Pursuant to section 36(1)(c), access to a record must be refused where the disclosure of information contained in the record could prejudice the conduct or outcome of contractual or other negotiations of the person to whom the information relates. The standard of proof required to meet this exemption is relatively low in the sense that the test is not whether prejudice or harm is certain to materialise but whether it might do so. Having said that, the Commissioner expects that a person seeking to rely on this exemption would be able to show that contractual or other negotiations were in train or were reasonably foreseen which might be affected by the disclosure and explain how exactly the disclosure could prejudice the conduct or the outcome of such negotiations.
The applicant simply said that disclosure of the records could prejudice the applicant in current and ongoing contractual or other negotiations with third parties including suppliers and other authorities. It did not specify which contractual or other negotiations were in train and might be affected, or explain how disclosure could have an impact on such negotiations.
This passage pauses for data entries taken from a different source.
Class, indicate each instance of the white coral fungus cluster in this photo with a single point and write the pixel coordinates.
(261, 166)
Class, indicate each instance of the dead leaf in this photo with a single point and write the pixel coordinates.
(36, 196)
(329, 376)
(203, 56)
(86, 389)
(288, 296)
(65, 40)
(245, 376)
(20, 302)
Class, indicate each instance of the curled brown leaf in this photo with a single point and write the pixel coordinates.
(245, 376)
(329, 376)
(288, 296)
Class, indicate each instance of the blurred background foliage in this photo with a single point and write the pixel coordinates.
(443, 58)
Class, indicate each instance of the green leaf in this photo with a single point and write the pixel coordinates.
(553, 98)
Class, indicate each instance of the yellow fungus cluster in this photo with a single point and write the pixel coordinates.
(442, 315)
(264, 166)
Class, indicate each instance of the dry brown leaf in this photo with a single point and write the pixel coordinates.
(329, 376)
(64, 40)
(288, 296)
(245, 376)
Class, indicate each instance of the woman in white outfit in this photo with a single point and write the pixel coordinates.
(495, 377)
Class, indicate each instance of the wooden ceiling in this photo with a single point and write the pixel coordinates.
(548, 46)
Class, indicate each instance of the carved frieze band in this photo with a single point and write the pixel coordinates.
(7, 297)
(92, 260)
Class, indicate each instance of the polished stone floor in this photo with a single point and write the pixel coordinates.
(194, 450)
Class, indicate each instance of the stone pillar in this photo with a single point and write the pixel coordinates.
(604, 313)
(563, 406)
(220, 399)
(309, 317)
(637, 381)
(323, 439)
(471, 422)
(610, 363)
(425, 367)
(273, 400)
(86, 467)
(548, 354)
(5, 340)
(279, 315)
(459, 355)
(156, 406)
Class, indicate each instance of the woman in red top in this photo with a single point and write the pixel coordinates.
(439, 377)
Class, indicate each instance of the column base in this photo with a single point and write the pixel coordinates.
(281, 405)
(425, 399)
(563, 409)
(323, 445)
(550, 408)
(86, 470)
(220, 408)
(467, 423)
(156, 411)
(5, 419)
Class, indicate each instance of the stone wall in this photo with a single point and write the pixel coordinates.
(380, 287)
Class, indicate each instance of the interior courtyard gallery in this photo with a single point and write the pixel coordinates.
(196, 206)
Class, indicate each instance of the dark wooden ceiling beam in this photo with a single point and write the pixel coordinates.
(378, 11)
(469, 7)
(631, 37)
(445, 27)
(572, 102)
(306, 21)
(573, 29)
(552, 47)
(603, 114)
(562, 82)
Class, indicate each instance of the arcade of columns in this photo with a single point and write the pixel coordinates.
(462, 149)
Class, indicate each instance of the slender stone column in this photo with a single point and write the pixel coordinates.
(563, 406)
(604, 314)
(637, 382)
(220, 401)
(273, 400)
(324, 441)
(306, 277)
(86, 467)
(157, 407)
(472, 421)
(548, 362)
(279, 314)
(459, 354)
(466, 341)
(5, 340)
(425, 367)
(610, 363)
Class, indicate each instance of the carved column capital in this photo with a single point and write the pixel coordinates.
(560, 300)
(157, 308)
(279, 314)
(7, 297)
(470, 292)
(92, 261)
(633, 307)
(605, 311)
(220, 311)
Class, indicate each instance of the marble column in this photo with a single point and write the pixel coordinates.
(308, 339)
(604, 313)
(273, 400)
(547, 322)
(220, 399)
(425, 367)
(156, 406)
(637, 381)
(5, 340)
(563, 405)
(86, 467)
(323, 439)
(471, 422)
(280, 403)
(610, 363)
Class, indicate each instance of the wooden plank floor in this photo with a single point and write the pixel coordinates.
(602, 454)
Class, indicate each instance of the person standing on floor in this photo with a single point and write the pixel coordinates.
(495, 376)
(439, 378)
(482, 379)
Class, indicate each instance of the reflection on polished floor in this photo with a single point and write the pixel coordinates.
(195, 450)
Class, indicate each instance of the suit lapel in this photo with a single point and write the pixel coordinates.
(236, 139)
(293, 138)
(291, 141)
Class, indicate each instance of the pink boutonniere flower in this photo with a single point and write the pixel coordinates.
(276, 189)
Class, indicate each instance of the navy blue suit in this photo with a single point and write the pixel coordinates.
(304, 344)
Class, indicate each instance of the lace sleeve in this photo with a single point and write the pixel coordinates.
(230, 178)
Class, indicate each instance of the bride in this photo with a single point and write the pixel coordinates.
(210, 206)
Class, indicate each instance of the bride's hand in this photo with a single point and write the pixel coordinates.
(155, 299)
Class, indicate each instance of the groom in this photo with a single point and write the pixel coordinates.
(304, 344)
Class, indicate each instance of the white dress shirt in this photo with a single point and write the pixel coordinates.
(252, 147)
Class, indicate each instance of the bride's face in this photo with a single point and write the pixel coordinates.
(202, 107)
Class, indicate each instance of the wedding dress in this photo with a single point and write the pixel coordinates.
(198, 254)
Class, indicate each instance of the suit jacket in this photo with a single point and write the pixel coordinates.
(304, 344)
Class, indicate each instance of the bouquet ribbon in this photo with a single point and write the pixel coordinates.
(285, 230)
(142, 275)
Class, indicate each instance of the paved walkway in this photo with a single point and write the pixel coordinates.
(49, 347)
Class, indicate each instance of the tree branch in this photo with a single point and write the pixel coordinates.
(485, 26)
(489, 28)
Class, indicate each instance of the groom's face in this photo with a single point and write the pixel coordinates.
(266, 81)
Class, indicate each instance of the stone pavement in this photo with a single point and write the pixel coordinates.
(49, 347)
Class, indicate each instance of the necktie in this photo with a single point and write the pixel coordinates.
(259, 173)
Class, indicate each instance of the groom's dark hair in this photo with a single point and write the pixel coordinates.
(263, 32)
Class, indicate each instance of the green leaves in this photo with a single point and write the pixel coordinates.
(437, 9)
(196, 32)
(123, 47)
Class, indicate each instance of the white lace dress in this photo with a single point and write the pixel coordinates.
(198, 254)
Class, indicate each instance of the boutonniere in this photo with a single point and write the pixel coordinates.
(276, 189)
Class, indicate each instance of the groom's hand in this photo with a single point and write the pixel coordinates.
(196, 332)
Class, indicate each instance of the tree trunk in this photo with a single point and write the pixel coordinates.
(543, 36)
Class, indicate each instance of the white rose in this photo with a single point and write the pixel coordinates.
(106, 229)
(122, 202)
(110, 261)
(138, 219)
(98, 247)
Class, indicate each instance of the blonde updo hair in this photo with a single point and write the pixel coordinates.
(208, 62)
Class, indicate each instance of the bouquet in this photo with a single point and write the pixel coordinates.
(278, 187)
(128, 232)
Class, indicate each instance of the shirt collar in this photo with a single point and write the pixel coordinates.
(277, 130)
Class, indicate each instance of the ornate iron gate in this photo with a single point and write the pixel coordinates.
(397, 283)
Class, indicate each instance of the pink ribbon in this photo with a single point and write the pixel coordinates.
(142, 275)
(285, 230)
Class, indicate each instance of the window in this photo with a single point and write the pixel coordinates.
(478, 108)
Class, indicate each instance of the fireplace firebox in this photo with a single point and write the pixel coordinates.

Having regard to the content of the record, it seems to me that the applicant may have been referring to negotiations with the Department on the reopening of the sector. Reviews by this Officer are de novo and carried out in light of the facts and circumstances at this time. The record is over 18 months old and the reopening of the sector has evolved significantly since then. I cannot see how its release could prejudice the conduct or outcome of contractual or other negotiations of the applicant. I find that section 36(1)(c) does not apply.
As I have found neither section 36(1)(b) nor 36(1)(c) to apply, there is no requirement for me to consider the public interest under section 36(3).
In conclusion, therefore, I find that the Department was justified in its decision to grant access to the record at issue (record 1).
Having carried out a review under section 22(2) of the FOI Act, I hereby affirm the Department’s decision to grant partial access to the record at issue, on the basis that it is not exempt from release under section 35 or section 36 of the FOI Act.
Section 24 of the FOI Act sets out detailed provisions for an appeal to the High Court by a party to a review, or any other person affected by the decision. In summary, such an appeal, normally on a point of law, must be initiated not later than four weeks after notice of the decision was given to the person bringing the appeal.